On the eve of the 2021 PGA Championship, with the memory of Rory McIlroy’s return to the PGA Tour winner’s circle at Quail Hollow a couple of weeks ago still fresh, it is tempting to ask if the fuss and expense are really worth it. Why bother staging a Major championship if we already know who is going to win?
The conclusion, it is forgone. Twists and turns, there will be none. As for drama – leave it to Conor McPherson. The four days of major championship golf that lie ahead are as predictable as a rom-com starring Kate Hudson. Kate gets the guy, naturally. And Rory gets the trophy – the Wanamaker Trophy.
What else are we supposed to argue given the weight of evidence in support of a McIlroy triumph, both past and recent.
The history in this preordained narrative stretches all the way back to 2012, when the Irishman won the PGA Championship on the same golf course by eight shots, a margin that if anything didn’t fully capture the extent of his dominance. It was a performance reminiscent of Tiger at his best, on a track that Pete Dye had apparently laid out with McIlroy at the forefront of his mind.
Kiawah Island was long and brutish back then, with the kind of the hazards and forced carries that favoured a player who could hit it a mile and yet control shot trajectory and shape. It’s been remodelled since then but its essential nature hasn’t altered. It remains ideal for a player like McIlroy – a premium ball-striker with a nifty short game and the confidence of Brad Pitt signing up for a Tinder account.
For a year or so, the Irishman looked a little lost but that impressive win at Quail Hollow earlier in the month put the self-doubts, and the doubters, to bed. Rory declared himself back and, who knows, perhaps better than ever before. The renowned swing coach Pete Cowen had signed on to Team McIlroy less than a month before and here was a result to prove the extent of his transformative genius.
Cowen, an ostensibly modest soul, wasn’t interested in claiming credit but there was a queue around the block of people who stepped in and did it for him. If he only needed a few weeks to end McIlroy’s long winless run, then imagine what he might do with more time to work on his talented pupil. Well, this week’s PGA Championship means we won’t have to imagine for much longer.
At this stage, it is probably best to introduce a little caution. McIlroy is a deservedly favourite but let us remember (not that the PGA of America would ever let us forget) that the PGA Championship boasts the strongest Major championship field of this or any other year. The best players in the world are here and they’re not here for the specific purpose of admiring the brilliance of McIlroy.

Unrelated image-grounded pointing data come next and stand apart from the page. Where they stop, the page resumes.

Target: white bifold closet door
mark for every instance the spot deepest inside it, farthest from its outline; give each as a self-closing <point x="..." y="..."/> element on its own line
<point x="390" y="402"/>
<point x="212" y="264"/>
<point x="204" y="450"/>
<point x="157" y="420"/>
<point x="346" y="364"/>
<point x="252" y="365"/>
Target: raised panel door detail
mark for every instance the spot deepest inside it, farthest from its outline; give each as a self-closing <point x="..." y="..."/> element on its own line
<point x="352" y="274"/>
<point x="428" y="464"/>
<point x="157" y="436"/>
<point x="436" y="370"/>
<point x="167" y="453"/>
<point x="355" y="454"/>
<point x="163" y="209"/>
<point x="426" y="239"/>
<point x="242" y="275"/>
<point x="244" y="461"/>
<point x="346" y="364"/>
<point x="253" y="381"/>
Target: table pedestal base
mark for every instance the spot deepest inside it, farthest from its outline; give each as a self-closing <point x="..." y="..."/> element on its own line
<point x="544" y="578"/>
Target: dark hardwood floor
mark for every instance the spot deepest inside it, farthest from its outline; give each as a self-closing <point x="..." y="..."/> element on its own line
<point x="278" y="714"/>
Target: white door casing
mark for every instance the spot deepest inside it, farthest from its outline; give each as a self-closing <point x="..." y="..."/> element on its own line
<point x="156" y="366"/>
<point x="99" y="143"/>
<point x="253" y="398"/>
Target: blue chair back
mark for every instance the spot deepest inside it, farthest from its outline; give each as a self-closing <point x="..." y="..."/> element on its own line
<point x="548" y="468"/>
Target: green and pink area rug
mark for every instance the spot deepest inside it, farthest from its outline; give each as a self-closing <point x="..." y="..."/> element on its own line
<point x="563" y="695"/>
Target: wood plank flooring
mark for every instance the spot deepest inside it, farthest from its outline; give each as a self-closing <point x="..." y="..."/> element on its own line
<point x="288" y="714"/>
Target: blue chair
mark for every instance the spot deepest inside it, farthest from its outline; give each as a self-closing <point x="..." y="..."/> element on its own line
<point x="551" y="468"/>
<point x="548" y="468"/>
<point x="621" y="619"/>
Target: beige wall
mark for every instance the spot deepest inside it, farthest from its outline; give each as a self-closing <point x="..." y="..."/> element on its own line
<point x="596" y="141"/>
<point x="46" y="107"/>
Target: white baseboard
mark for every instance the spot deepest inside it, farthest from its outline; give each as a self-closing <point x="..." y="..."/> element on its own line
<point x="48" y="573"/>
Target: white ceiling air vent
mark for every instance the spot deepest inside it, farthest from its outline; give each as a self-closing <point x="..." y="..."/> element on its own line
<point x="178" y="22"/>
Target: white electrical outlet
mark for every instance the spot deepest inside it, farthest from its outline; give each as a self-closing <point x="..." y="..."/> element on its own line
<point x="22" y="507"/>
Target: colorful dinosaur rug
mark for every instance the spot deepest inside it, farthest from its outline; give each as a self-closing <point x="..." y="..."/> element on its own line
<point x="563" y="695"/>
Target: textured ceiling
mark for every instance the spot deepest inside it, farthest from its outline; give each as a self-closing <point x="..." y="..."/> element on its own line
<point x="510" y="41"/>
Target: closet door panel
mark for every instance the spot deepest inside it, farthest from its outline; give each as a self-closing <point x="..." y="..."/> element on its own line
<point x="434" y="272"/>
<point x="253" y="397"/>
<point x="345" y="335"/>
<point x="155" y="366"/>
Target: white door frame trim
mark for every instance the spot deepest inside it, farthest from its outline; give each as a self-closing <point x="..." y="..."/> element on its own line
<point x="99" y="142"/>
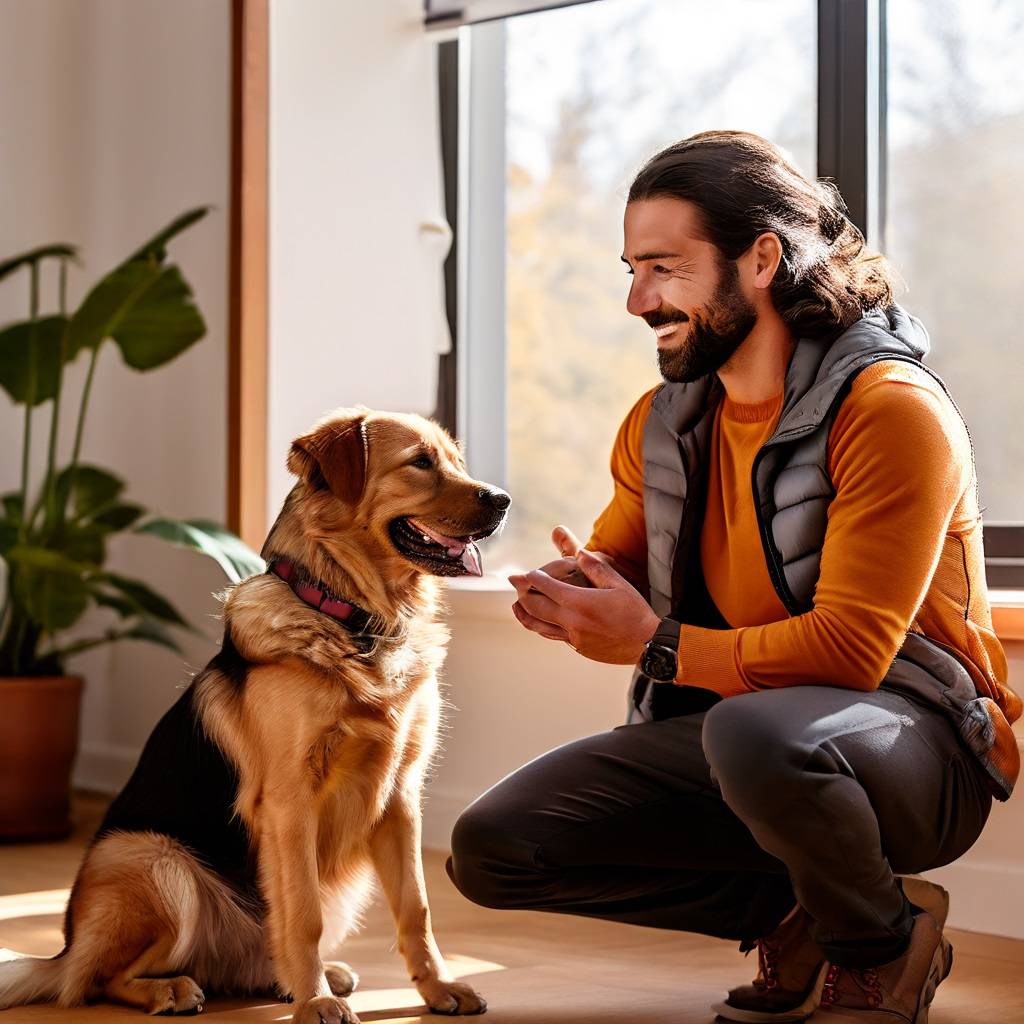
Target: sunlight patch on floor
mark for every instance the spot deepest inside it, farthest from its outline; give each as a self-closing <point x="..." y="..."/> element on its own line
<point x="30" y="904"/>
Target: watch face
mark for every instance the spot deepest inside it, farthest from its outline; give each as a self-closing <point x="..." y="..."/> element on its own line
<point x="659" y="663"/>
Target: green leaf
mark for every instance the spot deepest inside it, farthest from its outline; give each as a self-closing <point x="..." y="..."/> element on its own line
<point x="89" y="487"/>
<point x="33" y="256"/>
<point x="145" y="630"/>
<point x="11" y="503"/>
<point x="162" y="325"/>
<point x="119" y="516"/>
<point x="147" y="600"/>
<point x="230" y="552"/>
<point x="156" y="248"/>
<point x="50" y="587"/>
<point x="8" y="536"/>
<point x="147" y="309"/>
<point x="84" y="543"/>
<point x="17" y="350"/>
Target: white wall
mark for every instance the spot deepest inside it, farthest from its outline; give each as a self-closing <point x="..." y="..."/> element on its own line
<point x="357" y="237"/>
<point x="115" y="118"/>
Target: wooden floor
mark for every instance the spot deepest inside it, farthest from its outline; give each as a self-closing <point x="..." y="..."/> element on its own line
<point x="531" y="968"/>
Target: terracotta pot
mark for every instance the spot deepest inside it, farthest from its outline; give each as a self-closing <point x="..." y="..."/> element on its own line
<point x="38" y="743"/>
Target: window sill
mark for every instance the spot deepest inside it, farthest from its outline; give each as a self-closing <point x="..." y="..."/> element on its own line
<point x="1008" y="613"/>
<point x="489" y="597"/>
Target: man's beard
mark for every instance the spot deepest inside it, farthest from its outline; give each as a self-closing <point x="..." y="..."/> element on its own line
<point x="716" y="331"/>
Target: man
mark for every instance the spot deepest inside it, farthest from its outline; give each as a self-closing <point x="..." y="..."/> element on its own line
<point x="793" y="557"/>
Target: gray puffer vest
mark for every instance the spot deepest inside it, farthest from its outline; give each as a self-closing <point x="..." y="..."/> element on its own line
<point x="792" y="492"/>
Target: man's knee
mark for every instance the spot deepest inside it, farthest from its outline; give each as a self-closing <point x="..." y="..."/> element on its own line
<point x="751" y="749"/>
<point x="483" y="862"/>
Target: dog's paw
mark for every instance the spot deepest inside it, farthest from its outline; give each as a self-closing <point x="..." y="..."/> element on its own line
<point x="176" y="995"/>
<point x="340" y="977"/>
<point x="451" y="997"/>
<point x="325" y="1010"/>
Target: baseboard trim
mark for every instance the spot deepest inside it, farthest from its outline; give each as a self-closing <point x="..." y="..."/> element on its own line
<point x="984" y="896"/>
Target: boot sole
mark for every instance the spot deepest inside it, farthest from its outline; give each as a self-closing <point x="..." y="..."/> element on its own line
<point x="800" y="1013"/>
<point x="942" y="964"/>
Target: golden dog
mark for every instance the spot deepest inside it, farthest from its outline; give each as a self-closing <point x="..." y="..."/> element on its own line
<point x="292" y="767"/>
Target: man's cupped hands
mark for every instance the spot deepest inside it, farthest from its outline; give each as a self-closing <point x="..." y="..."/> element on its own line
<point x="582" y="600"/>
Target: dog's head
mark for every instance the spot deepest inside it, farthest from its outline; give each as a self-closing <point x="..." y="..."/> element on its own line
<point x="400" y="482"/>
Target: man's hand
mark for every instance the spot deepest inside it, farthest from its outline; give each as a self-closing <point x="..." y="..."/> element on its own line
<point x="606" y="621"/>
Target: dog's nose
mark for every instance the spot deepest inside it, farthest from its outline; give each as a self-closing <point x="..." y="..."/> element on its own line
<point x="495" y="497"/>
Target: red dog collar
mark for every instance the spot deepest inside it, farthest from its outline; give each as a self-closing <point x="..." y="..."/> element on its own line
<point x="318" y="597"/>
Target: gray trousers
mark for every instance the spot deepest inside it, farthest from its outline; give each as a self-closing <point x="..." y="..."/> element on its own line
<point x="719" y="821"/>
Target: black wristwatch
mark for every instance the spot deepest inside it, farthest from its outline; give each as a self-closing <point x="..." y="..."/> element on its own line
<point x="660" y="657"/>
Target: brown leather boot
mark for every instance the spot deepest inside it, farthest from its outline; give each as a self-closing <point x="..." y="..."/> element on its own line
<point x="898" y="992"/>
<point x="791" y="973"/>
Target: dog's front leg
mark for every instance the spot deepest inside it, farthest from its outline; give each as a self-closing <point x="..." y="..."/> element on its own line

The Irishman is not the only world-class player rounding into decent form. Nor is he the only player who is likely to find himself comfortable on this stretch of the Carolinas coast.
No-one is in better form right now that Jordan Spieth, for whom victory this week would complete a career Grand Slam. Like McIlroy, the popular Texan ended a long winless streak in recent weeks and now brims with confidence. He will fancy his chances, and so will many others. It always blows at Kiawah Island so don’t be surprised to see players who perform well in traditional Open Championship conditions make a decent showing here, the likes of Dustin Johnston or, for those willing to take a walk on the wild side and throw a few coins at a rank outsider, even Rickie Fowler.
The Yankee challenge will be supplemented by the usual suspects, the likes of Patrick Cantlay, Xander Schauffle and Patrick Reed (boo!). The defending champion Collin Morikawa seldom has a bad week so it would be surprising if he wasn’t in and around the top 10. But if there is one American who stands out above the rest, it is the criminally underrated Daniel Berger, who has won twice on the PGA Tour recently and enjoyed a decent finish in Texas last weekend.
On the European side, there’s a lot of chatter around Tommy Fleetwood, Tyrell Hatton and Matt Wallace. All are good ball-strikers and flight the ball better than the average PGA Tour drone. They should thrive in the predicted weather conditions and a stellar week on greens might see them home.
Likewise, Shane Lowry or even Lee Westwood.
In other words, there are more than a few in with a chance. Good luck to them all and those who will back them with hard cash. But they know – just as the dogs in the street know – that if you are going to win the 2021 PGA Championship then you are going to have to beat one man. The name is McIlroy. Rory McIlroy.